Solfataric Alteration at Hawaii as a Potential Analog for Martian Surface Processes

Abstract:

Hydrothermal and/or acidic alteration of basaltic ash on Mars may have produced the sulfates and hydrated silica observed in many aqueous outcrops. This study considers solfataric alteration as a potential formation mechanism for opal, sulfate and clays on Mars. Alteration via fumaroles in the Kilauea caldera, HI, have created a light-toned solfataric bank on the south wall of the crater where Keanakakoi ash was deposited. Bands of orange, beige and whitish crusted material are present where jarosite and gypsum are observed in a silica/clay matrix. We have analyzed the chemistry and mineralogy of several chunks and particulate samples from this site using visible/near-IR (VNIR), mid-IR and Mössbauer spectroscopies as well as XRD, SEM and BSE imaging.
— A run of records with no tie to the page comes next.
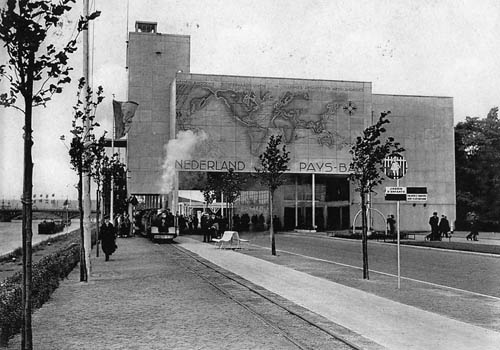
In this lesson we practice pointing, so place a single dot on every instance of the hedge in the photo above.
(47, 273)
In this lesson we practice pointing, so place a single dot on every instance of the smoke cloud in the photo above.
(182, 147)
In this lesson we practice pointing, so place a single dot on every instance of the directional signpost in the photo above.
(395, 167)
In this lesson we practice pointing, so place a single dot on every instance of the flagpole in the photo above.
(111, 201)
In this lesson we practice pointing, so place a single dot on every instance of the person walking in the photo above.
(434, 222)
(474, 232)
(108, 237)
(205, 225)
(444, 227)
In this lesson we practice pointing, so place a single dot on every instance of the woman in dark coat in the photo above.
(107, 233)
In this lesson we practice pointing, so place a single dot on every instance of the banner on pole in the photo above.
(123, 114)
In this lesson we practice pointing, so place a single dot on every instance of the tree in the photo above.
(35, 70)
(477, 164)
(274, 164)
(114, 169)
(367, 168)
(96, 172)
(232, 182)
(83, 151)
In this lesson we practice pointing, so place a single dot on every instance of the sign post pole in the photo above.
(399, 240)
(395, 168)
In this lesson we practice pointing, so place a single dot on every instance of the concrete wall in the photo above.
(317, 118)
(153, 60)
(424, 127)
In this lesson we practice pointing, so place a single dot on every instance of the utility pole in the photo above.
(87, 204)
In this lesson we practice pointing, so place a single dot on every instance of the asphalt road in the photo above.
(476, 273)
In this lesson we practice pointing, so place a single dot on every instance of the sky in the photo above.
(407, 47)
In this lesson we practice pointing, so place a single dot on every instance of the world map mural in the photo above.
(317, 123)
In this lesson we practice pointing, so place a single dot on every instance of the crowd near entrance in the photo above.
(327, 196)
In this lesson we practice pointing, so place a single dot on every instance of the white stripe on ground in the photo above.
(388, 323)
(387, 274)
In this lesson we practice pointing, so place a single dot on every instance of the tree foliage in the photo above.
(477, 165)
(84, 149)
(35, 70)
(368, 154)
(25, 27)
(274, 163)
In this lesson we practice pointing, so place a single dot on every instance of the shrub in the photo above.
(47, 273)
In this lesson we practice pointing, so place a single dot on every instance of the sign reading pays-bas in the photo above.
(242, 166)
(408, 194)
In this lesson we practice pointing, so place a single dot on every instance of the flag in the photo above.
(123, 114)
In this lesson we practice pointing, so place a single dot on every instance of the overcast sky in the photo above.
(442, 48)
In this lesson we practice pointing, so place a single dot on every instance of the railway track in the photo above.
(302, 328)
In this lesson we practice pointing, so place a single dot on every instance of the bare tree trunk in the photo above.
(271, 228)
(27, 232)
(83, 265)
(364, 224)
(97, 204)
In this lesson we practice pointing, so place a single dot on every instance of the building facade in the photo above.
(189, 124)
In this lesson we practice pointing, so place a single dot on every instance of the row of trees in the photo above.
(35, 71)
(477, 165)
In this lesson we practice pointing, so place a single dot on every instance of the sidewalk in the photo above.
(154, 297)
(388, 323)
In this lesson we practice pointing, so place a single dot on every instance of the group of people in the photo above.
(212, 226)
(439, 227)
(108, 232)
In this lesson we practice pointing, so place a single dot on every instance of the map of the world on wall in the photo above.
(318, 123)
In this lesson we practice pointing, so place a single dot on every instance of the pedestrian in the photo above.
(444, 227)
(205, 225)
(391, 225)
(473, 229)
(213, 227)
(124, 226)
(434, 222)
(108, 236)
(163, 224)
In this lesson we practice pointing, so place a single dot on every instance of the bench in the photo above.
(157, 235)
(407, 235)
(228, 238)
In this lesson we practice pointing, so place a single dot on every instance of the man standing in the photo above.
(107, 233)
(205, 225)
(434, 222)
(444, 227)
(391, 225)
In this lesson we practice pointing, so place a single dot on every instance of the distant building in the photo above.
(222, 122)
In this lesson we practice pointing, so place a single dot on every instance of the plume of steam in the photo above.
(182, 147)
Mineralogical analyses show the presence of opal, saponite, gypsum, jarosite and ferric oxides/hydroxides in the ash as well as remnants of the original basaltic components and volcanic glass. The alternating bands of light-toned gypsum-bearing material and orange-colored bands of jarosite-bearing material likely mark changes in the acidity of the hydrothermal fumes. SEM reveals Fe sulfate, Mg smectite and palagonitic rinds surrounding sideromelane and pyroxene crystals. Mössbauer spectra indicate the presence of ferric oxide-bearing species in addition to jarosite. The VNIR spectra show changes in the Fe bands for the bright and orange bands in the outcrop. The VNIR spectra also include features consistent with hydrated silica, gypsum, jarosite and saponite. XRD shows that opal-A is prevalent over opal-CT. Mid-IR reflectance and emissivity spectra are consistent with gypsum, jarosite, and silica. Bulk chemical analyses and BSE imaging indicate basaltic components in addition to the opal, sulfates and saponite. Using multiple lab techniques to characterize the alteration products of hydrothermal and solfataric alteration on Kilauea, we hope to enable improved interpretation of orbital and in situ data of Mars.